Beaujolais: Admirations

Beaujolais
Admirations
Parasol
2009-09-29

On Admirations, Beaujolais, the solo project of J.A. Ziemba, features songwriting and instrumentation in the vein of Belle & Sebastian; vocals eerily and sometimes exasperatingly redolent of Elliott Smith, but with moments of exuberance that pierce the depressive veil; and the delicate, devotional sensibility of Sufjan Stevens, but without a transcendent God to receive his devotion.

Instead, the thematic core of the would-be devotee’s second solo effort is the tremendous effort it takes to go solo. Beaujolais’ debut Love at Thirty (2008) documented Ziemba’s betrayal and subsequent abandonment by his former muse, collaborator and wife. Fortunately for Ziemba, revenge is a dish best served cold, and the leftovers taste just as good after sitting in the refrigerator for a year. So let it be a lesson to the lovers of sensitive songwriters everywhere. “Be careful, or you’ll end up in my novel” applies to concept albums, too.

Admirations doesn’t retread Love at Thirty so much as it explains what happened next, in the roughly 13 months following the events of that unlucky Friday. Written, performed, recorded, and mixed by Ziemba at his Chicago home, the album plays out narratively, beginning one year after he discovered his wife’s infidelity, the anniversary of which catalyses another month of hand-wringing, soul-searching struggle, deconstruction, and recovery. Self-indulgent? Not really. Indulgence is a combination of excess and discourtesy, and Admirations exhibits neither of these. Its songs are mostly brief, digestible snapshots of lingering memories and punctuated epiphanies. Although Ziemba leans on the accordion-grinder synth pretty heavily sometimes (the introduction to the finger-snappy “Splendor in the Attic” being one of the chief, and still minor, offenders), Admirations remains consistently melodious, accessible, and user-friendly—courteous, in other words—without being any less challenging for its consonance. “Self-centered” better describes Ziemba’s project, not as a value judgment but as a declaration of setting.

Still, that setting contains some natural obstacles for the listener. If Ziemba wants to work out his pain through song, then as far as this reviewer is concerned, he’s entitled to do so. Admirations‘ foremost flaw is not its literal, autobiographical subject matter, which is itself worthy of expression. It’s not that Ziemba is talking about Ziemba, but that he’s talking about Ziemba to Ziemba. And not to us. “This is my release”, he sings on the pivotal track “A Decision”, a prelude to the album’s soaring, climactic catharsis, his first glimpse of a clearing beyond the forest of his discontent. Surely his intention here is to celebrate a breakthrough, but for the listener, the emphasis is on the possessive pronoun.
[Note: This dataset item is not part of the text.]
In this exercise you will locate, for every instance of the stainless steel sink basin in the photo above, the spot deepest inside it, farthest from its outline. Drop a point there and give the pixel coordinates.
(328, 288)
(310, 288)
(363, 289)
It’s his release, not ours.

Ziemba doesn’t speak, or sing, to the listener so much as let him tag along. He has no trouble conjuring lovely, Death Cab-style sentimental soundscapes, but only rarely creates genuine beauty or connects empathetically with the listener. “Elbows”, the best track on the album, is an exception. “And I could not read ‘Rabbit, Run'”, Ziemba croons, and I feel him. Yet “Elbows” features the songwriter during one of the few moments in the narrative when he is not alone, brooding interiorly, but with a new lover. It is the exception that proves the rule, making the listener feel that much more a spectator of, not a participant in, Ziemba’s healing.

Admirations is a kind of mundane comedy. It sinks and triumphantly resurfaces, but like Virgil, the listener remains in limbo. Its epilogue, track 13, “Night of a Thousand Firsts”, shows us the hero, transfigured, but now unrecognizable: willful, deeper-voiced, more Liam Gallagher than Elliott Smith. And he’s going to L.A., baby. “There’s who I was, and now, there’s me”, he observes, looking back on his past and seeing a stranger. “Though the reasons are escaping / No matter now, ’cause all my fears are gone / And when I return to Hollywood / I hope it’ll be for good”. For better or for worse, Beaujolais transcends himself. The rest of us, wanting in, get left outside.